Joplin volunteers lend an ear to tornado victims

JOPLIN (AP) — While thousands of volunteers have wielded hammers and heavy equipment to help Joplin physically recover from last year’s tornado, another corps has quietly worked to assist residents struggling with the disaster’s emotional toll.

Easily recognized by their distinctive, bright-blue shirts, dozens of members of the Healing Joplin program have fanned out to provide emotional first aid. As of last week, the trained listeners had spoken with more than 28,000 people, some in repeat visits, since a month after the May 2011 tornado that destroyed thousands of buildings and left 161 people dead, The Joplin Globe reported.

“I was at Taco Bell on Range Line, and a guy came up to me and said, ‘I need to talk to you,’” said Tom Tiegreen, a retiree who became involved through his church. “I was wearing the shirt, and he knew what it represented.”

Healing Joplin operates through Freeman Health System’s Ozark Center and has been funded with a $3.8 grant from the Federal Emergency Management Agency and the Missouri Department of Mental Health. The funding expires at the end of June, but organizers have applied for additional aid that would keep the program operating until September.

Deborah Fitzgerald, the program’s director, described the workers as “trained listeners” who can also connect people with needed community resources.

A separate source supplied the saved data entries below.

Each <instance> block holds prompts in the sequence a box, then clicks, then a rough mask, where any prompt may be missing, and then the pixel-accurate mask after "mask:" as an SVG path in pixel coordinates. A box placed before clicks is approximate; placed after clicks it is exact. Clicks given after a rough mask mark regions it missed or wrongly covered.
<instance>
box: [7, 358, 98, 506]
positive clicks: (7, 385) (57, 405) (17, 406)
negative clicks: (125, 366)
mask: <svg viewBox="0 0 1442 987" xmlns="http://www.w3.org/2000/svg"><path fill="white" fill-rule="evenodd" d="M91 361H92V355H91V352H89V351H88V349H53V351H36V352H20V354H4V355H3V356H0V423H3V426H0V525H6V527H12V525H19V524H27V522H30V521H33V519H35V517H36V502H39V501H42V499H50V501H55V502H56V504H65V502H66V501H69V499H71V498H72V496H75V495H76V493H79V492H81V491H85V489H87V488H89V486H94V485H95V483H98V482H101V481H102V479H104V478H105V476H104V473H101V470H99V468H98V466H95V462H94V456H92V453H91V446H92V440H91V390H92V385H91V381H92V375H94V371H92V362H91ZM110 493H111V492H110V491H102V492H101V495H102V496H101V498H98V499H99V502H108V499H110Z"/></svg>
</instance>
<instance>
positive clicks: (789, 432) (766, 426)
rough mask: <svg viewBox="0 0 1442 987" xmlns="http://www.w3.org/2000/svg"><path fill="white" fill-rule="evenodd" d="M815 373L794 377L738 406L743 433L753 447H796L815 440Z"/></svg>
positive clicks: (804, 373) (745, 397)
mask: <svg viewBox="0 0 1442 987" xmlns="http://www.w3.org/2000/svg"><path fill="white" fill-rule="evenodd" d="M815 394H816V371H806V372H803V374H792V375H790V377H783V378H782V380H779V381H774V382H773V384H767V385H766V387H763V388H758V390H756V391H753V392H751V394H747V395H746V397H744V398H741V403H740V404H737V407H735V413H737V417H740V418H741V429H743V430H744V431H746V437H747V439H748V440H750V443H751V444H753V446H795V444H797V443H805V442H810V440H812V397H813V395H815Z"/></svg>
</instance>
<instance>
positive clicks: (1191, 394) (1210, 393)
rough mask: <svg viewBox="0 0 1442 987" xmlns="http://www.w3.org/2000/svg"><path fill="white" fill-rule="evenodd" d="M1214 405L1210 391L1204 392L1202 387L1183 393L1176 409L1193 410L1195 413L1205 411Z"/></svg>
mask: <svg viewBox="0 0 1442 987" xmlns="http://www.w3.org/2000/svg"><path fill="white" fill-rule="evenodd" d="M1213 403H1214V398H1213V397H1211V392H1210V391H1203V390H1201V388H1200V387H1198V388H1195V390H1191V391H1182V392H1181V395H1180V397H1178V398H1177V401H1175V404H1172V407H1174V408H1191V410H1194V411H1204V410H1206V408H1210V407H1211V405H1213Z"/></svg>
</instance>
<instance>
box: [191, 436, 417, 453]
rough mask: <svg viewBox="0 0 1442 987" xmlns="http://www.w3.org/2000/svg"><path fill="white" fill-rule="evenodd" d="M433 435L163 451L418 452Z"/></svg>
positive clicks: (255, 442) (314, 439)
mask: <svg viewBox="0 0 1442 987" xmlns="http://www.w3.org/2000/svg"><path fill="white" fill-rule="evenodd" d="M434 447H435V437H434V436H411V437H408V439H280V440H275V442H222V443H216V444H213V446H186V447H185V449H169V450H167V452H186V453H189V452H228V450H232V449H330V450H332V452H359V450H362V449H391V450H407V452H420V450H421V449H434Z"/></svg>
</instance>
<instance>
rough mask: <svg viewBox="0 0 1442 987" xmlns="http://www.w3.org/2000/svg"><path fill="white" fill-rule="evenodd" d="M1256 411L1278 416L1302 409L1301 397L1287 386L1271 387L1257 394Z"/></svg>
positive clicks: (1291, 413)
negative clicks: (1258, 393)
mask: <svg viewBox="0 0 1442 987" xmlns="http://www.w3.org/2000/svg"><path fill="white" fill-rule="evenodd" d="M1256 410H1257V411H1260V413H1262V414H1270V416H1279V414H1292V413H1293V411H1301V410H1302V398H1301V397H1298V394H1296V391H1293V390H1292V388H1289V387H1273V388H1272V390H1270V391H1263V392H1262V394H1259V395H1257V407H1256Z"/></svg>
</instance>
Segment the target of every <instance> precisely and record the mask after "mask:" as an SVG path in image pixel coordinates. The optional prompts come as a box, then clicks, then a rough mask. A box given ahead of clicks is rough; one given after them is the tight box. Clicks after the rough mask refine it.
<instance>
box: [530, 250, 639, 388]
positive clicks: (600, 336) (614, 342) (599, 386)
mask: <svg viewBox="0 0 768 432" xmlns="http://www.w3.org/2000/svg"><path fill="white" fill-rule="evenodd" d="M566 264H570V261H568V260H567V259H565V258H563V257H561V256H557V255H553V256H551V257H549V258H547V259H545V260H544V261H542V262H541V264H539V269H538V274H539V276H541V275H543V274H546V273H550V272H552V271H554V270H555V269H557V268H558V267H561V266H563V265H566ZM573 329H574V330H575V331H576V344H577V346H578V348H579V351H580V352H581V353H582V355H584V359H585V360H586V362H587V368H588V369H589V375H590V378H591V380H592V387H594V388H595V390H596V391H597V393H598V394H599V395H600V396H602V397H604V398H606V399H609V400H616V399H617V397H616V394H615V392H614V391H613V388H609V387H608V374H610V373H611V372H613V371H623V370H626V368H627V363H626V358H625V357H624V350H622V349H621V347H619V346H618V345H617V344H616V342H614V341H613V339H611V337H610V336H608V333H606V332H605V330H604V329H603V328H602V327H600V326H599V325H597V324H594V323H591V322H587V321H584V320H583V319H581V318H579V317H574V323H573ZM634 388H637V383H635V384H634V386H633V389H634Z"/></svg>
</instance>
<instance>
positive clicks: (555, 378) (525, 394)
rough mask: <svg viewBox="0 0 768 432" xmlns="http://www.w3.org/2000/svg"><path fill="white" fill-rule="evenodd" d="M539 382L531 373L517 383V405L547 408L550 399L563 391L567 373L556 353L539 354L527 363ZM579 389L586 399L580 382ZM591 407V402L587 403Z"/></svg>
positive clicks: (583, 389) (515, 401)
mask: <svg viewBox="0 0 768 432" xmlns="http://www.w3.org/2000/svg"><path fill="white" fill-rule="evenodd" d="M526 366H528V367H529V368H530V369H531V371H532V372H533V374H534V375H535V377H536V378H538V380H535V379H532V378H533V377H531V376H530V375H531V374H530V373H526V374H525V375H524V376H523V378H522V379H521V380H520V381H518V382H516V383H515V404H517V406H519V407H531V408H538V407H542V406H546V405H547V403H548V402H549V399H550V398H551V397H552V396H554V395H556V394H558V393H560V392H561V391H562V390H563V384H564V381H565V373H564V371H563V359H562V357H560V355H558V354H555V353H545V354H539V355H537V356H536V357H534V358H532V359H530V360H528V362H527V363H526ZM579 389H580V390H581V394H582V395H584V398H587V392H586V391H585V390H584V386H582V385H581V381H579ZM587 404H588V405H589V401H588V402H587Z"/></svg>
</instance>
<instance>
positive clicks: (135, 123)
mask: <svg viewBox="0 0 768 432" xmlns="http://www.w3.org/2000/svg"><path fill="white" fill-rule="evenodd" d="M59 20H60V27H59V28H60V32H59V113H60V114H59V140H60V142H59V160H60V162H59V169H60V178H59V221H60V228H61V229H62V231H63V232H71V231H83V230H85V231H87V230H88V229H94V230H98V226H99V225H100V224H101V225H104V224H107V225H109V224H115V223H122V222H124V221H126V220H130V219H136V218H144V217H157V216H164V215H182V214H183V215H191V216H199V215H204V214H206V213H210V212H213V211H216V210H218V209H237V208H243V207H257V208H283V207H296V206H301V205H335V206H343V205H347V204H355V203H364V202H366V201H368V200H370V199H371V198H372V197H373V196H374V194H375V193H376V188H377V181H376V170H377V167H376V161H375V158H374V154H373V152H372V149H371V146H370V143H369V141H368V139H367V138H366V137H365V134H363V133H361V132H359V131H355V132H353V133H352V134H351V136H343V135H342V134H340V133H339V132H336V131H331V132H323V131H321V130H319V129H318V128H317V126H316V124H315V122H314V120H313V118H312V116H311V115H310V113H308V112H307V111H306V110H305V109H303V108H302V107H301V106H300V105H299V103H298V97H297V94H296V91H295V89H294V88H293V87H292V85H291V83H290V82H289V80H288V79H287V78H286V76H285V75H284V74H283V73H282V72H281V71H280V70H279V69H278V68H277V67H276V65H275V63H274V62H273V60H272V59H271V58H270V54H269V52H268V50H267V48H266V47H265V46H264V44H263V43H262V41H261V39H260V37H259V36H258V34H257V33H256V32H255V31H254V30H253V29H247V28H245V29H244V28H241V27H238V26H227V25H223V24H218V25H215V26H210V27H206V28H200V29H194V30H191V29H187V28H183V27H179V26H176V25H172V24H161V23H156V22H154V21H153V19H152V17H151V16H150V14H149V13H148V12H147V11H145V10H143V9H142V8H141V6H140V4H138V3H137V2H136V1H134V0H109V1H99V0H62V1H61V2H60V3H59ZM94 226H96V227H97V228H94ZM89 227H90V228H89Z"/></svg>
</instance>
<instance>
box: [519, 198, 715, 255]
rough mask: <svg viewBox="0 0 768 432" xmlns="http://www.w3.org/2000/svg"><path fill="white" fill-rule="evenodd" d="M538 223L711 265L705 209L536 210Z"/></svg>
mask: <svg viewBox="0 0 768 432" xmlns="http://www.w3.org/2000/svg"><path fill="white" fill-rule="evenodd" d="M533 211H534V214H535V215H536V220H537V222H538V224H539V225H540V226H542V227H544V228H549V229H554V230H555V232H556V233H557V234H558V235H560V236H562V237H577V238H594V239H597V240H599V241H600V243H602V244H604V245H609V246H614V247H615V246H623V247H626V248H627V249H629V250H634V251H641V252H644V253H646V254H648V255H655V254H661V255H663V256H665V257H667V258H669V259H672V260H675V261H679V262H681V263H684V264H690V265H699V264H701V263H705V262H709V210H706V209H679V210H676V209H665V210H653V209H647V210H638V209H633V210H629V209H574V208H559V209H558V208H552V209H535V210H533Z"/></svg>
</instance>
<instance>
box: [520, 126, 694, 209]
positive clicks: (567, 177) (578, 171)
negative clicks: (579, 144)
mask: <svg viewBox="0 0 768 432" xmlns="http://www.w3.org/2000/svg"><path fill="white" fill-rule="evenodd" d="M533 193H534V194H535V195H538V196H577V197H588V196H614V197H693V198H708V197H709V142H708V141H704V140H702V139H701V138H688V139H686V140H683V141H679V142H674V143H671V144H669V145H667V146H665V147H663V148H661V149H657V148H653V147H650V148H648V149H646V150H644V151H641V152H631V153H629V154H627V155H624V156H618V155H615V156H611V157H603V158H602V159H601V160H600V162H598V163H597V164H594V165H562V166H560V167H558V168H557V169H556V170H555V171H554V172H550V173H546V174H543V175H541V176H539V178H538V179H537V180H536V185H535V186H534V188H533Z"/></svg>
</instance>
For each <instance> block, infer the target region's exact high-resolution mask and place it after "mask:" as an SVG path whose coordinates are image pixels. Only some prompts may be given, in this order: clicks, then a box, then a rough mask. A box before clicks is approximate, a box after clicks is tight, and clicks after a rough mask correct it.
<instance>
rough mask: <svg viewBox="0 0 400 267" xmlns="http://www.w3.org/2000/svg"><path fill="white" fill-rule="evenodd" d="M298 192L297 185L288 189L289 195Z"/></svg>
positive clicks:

The volunteers — men and women ages 20 to 68 — have knocked on thousands of doors and visited homeless shelters, aid distribution points, nursing homes, day care centers, businesses, service agencies and first responders. They have done crisis debriefing for agencies, hospitals, schools, churches and the Joplin Housing Authority.

One of their tools is a worksheet that helps break down the emotions that accompany overwhelming loss into step-by-step actions.

“We also helped normalize emotions, to help them see that they were having normal responses, and sometimes you can just see them breathe a sigh of relief. It’s like, ‘I’m not the only one who’s feeling this way,’” said Teri Nunnally, a Healing Joplin crisis worker who signed up after surviving the tornado while on duty at St. John’s Regional Medical Center.

Andrea Holseth has seen how the volunteers can help expose and ease post-disaster anxiety. Her family survived the tornado in their bathroom, and emerged to find their house, their car, the homes of their grandparents and Joplin High School in ruins.

Her 16-year-old son, Gavin Williamson, coped well until he saw the school and its baseball field, Holseth said.

“It was heartbreaking,” Holseth said. “He lost everything he knew.”

As he started his sophomore year last fall, his mother said, Gavin’s grades began to slip and he became loud and angry, refusing to discuss the tornado.

In October, two women in bright blue shirts came to the family’s rental house.

“I knew it was Healing Joplin,” Holseth said. “I shoved him out the door to talk with them and said, ‘I’ll be in here. You go talk.’”

In the nonthreatening atmosphere of the front porch, Gavin opened up to volunteers Stephanie Jordon and Tracy Eck. They made repeat visits and now are considered family friends.

“When you’re working through your own emotions, you don’t know how to fix someone else’s emotions,” Holseth said. “You have an entire family you have to be strong for.”